To validate the read normalization and quantification steps, we evaluated the read distribution before and after normalization, and briefly compared the miRNA expression profile between the three tissues. Known and novel miRNA datasets were independently evaluated, since the analysis was conducted separately, and each dataset represents a different resource for the community.

miRNA-seq Reads distribution and normalization

The distribution of the total number of reads (Fig. 4a,c) shows that there are some differences between the replicates before read count normalization, particularly for the Determined PSM tissue in the known miRNAs set. This fact is most likely a reflection of the embryo pooling strategy that might be contributing asymmetrically to the total miRNA amount present in each sample. After normalization (Fig. 4b,d), the distributions become more balanced between replicas, and therefore amenable for further expression comparisons between tissues. As expected, the miRNA expression distribution for all three tissues is positively skewed (even after log2 transformation), showing a long tail to the right.

miRNA Expression profile in the different tissues

Looking at the miRNA expression profile in the three tissues helps with uncovering possible experimental errors; for example, large asymmetries in the diversity of miRNAs found for each tissue could indicate faulty sequencing, or a total overlap of miRNA identities between tissues could indicate mislabelling or inadequate experimental design.
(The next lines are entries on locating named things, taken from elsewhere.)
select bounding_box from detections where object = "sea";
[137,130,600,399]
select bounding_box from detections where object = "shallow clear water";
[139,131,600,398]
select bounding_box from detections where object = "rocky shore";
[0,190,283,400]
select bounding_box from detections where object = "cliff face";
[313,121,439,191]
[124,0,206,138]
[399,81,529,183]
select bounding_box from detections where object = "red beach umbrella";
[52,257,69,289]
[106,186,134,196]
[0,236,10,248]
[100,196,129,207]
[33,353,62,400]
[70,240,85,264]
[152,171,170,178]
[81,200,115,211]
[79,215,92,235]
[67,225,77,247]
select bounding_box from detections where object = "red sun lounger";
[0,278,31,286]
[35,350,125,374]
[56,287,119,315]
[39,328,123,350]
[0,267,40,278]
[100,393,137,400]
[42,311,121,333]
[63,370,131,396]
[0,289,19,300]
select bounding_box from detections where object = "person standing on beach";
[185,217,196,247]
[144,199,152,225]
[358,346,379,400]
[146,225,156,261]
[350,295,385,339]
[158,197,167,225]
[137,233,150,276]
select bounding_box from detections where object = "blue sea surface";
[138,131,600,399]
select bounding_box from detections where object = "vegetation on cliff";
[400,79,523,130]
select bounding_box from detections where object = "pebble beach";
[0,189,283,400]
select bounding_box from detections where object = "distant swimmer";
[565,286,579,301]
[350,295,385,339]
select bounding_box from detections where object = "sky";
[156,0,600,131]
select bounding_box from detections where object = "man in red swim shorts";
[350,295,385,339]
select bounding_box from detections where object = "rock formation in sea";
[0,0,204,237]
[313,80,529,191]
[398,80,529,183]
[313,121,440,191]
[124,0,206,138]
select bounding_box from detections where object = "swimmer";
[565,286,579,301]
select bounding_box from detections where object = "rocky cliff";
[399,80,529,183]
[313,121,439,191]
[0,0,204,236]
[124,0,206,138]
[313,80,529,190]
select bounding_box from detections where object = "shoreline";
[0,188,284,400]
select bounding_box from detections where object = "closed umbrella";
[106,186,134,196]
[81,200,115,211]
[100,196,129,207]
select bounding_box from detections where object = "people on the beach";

The top-20 most expressed miRNAs (Fig. 5a,c) are found in all three tissues, with roughly comparable distributions in both annotated and novel miRNAs. Additionally, the intersection plot (Fig. 5b,d) clearly shows that the majority of miRNAs (637 in known miRNAs and 849 in novel miRNAs) are found in all three tissues. Importantly, each tissue presents exclusive miRNAs, namely 71 in Limb, 35 in determined PSM, and 8 in undetermined PSM for known miRNAs (Fig. 5b); and 51 in Limb, 41 in determined PSM, and 7 in undetermined PSM for novel miRNAs (Fig. 5d), showing that each sample is sufficiently different from the others, allowing for proper differentiation between tissues.

Usage Notes

The bioinformatics analysis described here made use of freely available software tools commonly used by the research community (Fig. 1c). There are alternative miRNA-seq analysis pipelines equally applicable to the FASTQ reads from Gallus gallus²², for example, miRDeep2³⁰, QuickMIRSeq³¹. and sRNAnalyzer³². For a recently published miRNA-seq analysis protocol, see Potla et al.³³, discussing available individual tools for each step: (i) quality control (adaptor trimming, read quality/length filtering); (ii) read mapping; (iii) annotation (using miRBase); (iv) quantification; and optionally (v) detection of novel miRNAs.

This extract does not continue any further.